In all measured indicators the numerator is the debt service annual amount in current US dollars. Its exact "official" definition runs as follows:
Total debt service is the sum of principal repayments and interest actually paid in foreign currency, goods, or services on long-term debt, interest paid on short-term debt, and repayments (repurchases and charges) to the IMF. Data are in current U.S. dollars. Source : World Bank, Global Development Finance.
The Debt service / total public service salaries (DS/WS) refers to the ratio between the debt service annual amount in current US dollars and total public service salaries during the same year. Total public service salaries are defined as follows:
Salaries (% of total expenditure) consist of all payments in cash, but not in kind, to employees in return for services rendered, before deduction of withholding taxes and employee contributions to social security and pension funds.
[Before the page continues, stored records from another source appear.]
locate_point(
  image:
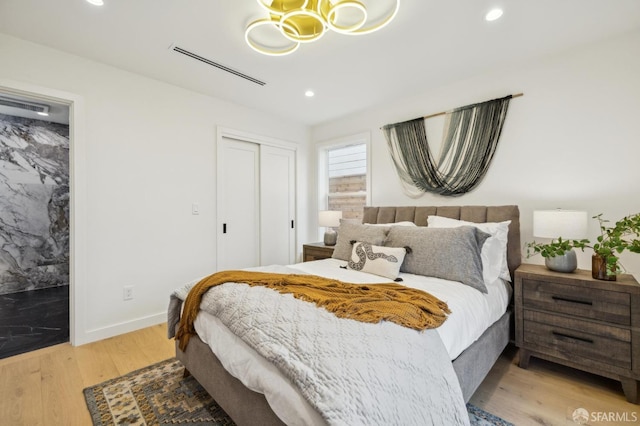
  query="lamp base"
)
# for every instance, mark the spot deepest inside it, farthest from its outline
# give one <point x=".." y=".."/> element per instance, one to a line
<point x="563" y="263"/>
<point x="330" y="237"/>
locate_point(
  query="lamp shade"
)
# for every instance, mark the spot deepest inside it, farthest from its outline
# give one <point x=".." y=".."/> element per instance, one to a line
<point x="329" y="218"/>
<point x="568" y="224"/>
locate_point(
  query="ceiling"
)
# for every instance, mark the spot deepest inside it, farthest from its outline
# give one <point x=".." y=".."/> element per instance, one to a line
<point x="430" y="43"/>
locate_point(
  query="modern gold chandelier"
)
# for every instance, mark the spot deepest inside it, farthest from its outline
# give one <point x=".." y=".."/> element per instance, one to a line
<point x="292" y="22"/>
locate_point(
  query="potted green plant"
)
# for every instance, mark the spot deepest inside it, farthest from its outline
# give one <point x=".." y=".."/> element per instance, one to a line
<point x="612" y="241"/>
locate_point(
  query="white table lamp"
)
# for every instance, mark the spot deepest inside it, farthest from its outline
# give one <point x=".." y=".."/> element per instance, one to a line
<point x="565" y="224"/>
<point x="330" y="219"/>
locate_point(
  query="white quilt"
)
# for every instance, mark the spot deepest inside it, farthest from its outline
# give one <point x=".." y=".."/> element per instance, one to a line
<point x="342" y="367"/>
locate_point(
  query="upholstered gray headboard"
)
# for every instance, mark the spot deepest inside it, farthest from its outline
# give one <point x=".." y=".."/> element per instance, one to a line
<point x="478" y="214"/>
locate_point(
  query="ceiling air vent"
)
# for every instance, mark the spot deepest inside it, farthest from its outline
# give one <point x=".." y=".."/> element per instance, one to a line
<point x="25" y="105"/>
<point x="217" y="65"/>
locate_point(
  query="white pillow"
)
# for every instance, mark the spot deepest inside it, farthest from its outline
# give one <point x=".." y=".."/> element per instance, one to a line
<point x="377" y="260"/>
<point x="404" y="223"/>
<point x="494" y="250"/>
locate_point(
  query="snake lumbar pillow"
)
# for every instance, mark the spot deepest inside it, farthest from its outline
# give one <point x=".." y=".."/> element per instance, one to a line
<point x="378" y="260"/>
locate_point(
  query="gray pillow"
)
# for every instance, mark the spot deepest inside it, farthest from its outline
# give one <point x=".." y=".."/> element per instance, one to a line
<point x="449" y="253"/>
<point x="357" y="232"/>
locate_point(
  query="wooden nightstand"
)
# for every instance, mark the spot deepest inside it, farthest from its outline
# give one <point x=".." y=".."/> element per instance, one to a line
<point x="580" y="322"/>
<point x="316" y="251"/>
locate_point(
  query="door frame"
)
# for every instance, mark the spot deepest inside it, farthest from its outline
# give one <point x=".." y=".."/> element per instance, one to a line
<point x="77" y="196"/>
<point x="243" y="136"/>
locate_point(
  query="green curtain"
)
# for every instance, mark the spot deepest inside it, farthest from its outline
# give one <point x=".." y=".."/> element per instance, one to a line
<point x="470" y="140"/>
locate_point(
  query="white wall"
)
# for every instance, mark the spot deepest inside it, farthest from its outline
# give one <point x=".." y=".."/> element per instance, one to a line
<point x="572" y="141"/>
<point x="145" y="151"/>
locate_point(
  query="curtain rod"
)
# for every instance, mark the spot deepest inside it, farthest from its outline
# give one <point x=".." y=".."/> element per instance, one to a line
<point x="455" y="109"/>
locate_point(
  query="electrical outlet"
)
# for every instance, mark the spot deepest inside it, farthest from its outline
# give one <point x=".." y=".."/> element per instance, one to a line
<point x="127" y="292"/>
Data are shown for central government only.
(Source : International Monetary Fund, Government Finance Statistics Yearbook and data files.)
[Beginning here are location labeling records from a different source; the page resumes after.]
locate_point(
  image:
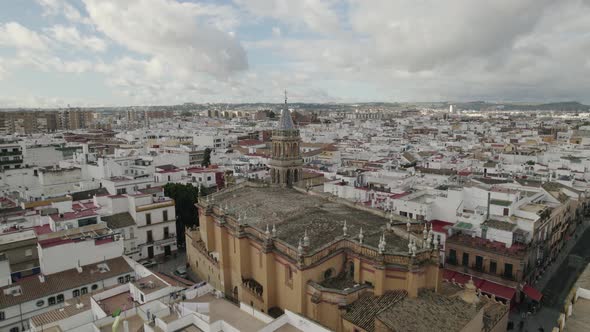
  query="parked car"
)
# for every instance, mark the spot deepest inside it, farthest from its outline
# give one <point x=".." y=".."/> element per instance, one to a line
<point x="149" y="263"/>
<point x="181" y="271"/>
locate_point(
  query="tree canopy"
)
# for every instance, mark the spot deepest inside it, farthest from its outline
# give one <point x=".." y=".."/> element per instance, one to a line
<point x="206" y="158"/>
<point x="185" y="196"/>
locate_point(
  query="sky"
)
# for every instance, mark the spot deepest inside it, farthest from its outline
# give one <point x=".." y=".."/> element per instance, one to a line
<point x="55" y="53"/>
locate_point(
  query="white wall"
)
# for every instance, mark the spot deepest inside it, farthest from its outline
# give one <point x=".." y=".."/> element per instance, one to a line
<point x="70" y="255"/>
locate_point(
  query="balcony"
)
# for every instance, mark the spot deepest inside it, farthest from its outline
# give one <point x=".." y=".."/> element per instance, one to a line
<point x="12" y="161"/>
<point x="10" y="153"/>
<point x="478" y="268"/>
<point x="452" y="261"/>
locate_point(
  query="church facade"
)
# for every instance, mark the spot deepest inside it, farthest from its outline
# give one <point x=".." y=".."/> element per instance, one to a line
<point x="276" y="246"/>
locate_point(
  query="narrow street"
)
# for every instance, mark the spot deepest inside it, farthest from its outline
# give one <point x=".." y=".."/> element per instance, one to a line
<point x="556" y="284"/>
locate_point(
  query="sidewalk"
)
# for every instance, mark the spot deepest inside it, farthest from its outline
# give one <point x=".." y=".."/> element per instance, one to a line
<point x="565" y="251"/>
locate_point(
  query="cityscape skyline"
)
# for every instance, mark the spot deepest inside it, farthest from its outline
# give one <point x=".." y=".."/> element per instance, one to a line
<point x="159" y="52"/>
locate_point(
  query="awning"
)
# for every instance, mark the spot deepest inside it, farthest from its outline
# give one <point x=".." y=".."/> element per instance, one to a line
<point x="486" y="286"/>
<point x="533" y="293"/>
<point x="498" y="290"/>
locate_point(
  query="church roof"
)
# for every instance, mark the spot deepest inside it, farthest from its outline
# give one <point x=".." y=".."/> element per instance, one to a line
<point x="293" y="213"/>
<point x="285" y="122"/>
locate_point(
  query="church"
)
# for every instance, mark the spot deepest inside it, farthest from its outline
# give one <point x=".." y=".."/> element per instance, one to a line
<point x="276" y="246"/>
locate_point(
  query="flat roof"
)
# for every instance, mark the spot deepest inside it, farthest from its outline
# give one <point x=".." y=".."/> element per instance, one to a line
<point x="293" y="212"/>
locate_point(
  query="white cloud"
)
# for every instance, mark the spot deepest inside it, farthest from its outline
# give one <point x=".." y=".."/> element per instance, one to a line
<point x="16" y="36"/>
<point x="71" y="36"/>
<point x="316" y="15"/>
<point x="276" y="31"/>
<point x="184" y="38"/>
<point x="62" y="7"/>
DS/WS = Total debt service (current USD) / [(Salaries (% of total expenditure) / 100) • (Total expenditure (% of GDP) / 100) • GDP (current USD)]
A ratio DS/WS = 0,457 means that the debt service represents 45,7% of the total public service salaries. A ratio DS/WS = 3,487 means that the expenses due to debt service is 3,487 times more important than the total public service salaries.
Mode of interpretation : DS/WS measures the debt service burden in relation to the country’s public service salaries. It shows to what extent the debt service results in civil servants’ redundancies.